Speeding is only cool in the movies

Tips to stay safe

To help prevent a crash when driving in poor weather, increase your following distance between you and the vehicle in front of you to at least four seconds.

Slow down on uneven, wet, icy or snowy roads:

Behind other vehicles, allow at least two seconds’ following distance in good weather and road conditions (three seconds on a highway).

Don’t speed up as someone is trying to pass you — it’s illegal:

Be realistic about your travel time. If you’re running late, accept the delay. Better late than never.

The faster you go, the longer it takes to stop:

At 30 km/h, it takes 18 metres to come to a full stop.

At 80, it takes 76 metres. And at 110, it takes 126 metres.

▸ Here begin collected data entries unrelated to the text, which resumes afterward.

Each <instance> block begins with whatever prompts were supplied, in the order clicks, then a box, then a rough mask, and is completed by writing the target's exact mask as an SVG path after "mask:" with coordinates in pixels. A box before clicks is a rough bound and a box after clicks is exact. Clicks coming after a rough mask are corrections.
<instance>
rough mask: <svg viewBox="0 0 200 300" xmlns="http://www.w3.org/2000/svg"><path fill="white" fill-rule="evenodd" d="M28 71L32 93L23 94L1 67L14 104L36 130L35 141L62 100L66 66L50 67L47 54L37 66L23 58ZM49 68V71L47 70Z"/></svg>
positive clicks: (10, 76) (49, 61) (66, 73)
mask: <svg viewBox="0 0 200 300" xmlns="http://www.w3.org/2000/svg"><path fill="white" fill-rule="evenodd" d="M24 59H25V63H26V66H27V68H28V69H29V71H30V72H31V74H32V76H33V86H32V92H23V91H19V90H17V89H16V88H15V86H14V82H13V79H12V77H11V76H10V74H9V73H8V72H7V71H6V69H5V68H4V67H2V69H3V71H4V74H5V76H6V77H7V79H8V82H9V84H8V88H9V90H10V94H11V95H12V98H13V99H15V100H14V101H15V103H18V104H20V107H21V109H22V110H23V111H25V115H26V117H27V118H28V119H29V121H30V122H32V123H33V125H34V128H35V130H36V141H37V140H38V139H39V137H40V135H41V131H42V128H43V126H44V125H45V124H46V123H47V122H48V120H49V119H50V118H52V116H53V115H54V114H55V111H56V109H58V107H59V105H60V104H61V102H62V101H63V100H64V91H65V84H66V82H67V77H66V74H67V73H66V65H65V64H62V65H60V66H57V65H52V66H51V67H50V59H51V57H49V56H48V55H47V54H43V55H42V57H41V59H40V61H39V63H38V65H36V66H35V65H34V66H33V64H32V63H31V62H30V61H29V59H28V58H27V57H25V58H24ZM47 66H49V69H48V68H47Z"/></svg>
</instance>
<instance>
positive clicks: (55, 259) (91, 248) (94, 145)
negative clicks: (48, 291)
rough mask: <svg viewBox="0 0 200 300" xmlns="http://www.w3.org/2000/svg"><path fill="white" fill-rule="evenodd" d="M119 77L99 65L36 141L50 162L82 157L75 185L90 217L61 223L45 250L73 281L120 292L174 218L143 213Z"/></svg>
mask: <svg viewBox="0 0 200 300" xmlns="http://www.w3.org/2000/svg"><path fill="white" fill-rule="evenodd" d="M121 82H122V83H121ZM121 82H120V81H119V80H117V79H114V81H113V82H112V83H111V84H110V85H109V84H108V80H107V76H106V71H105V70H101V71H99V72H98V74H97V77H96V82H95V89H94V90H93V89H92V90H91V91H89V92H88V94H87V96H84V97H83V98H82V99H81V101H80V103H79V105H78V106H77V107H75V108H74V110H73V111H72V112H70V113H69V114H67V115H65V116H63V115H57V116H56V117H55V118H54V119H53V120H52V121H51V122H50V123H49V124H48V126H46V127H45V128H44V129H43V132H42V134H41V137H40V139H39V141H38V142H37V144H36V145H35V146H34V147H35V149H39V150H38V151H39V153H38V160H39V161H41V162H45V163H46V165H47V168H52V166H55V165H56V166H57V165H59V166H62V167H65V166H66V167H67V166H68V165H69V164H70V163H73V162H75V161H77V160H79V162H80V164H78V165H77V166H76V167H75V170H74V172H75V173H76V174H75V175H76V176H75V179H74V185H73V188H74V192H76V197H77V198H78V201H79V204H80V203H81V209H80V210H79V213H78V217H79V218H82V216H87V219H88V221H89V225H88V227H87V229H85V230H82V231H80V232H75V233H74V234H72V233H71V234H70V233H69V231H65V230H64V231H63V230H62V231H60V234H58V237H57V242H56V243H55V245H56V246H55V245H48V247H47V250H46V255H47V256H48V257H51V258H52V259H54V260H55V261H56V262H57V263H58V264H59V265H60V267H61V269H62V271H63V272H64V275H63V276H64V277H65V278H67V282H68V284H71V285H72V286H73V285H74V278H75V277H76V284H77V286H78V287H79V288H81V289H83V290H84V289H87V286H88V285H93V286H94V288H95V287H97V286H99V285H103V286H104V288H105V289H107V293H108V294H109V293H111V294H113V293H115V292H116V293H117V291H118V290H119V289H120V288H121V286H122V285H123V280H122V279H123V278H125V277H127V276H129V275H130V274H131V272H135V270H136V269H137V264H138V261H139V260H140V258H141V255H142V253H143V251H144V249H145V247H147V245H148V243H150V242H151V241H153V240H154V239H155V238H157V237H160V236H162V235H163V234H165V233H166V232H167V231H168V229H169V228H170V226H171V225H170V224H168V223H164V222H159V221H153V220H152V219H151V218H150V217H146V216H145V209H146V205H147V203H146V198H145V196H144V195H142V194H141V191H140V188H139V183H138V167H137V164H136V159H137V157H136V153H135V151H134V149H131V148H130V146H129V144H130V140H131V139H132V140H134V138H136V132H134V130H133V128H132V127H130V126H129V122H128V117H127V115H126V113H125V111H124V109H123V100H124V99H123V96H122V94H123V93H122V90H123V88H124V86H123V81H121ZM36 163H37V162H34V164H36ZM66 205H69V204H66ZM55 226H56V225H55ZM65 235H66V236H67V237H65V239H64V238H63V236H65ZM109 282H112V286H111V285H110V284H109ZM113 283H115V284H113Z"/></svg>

The faster you go, the more you pay

Driver risk premium:

If you have one or more excessive speeding tickets, you pay a driver risk premium (DRP). It’s based on convictions over a three-year period, and includes any offences that occur on or after Jan. 1, 2008. And you’ll pay the DRP on top of your cost of insurance.


If you’re caught speeding up to 20 km/h over the limit in your community or on a highway, the fine is $138. If you’re caught doing more than 60 km/h, the fine is $483. In a school, playground or construction zone, if you’re caught going up to 20 km/h over the speed limit, the fine is $196. And if you’re caught going more than 60 km/h, you’ll pay $483.

Vehicle impoundment:

Besides the violation ticket fine and driver risk premium, police can immediately impound your vehicle for seven days for those travelling 40 km or more over the posted speed limit. This could escalate to 30 or 60 days for repeat offenders.

The owner is then required to pay the vehicle towing and storage fees to get their vehicle back.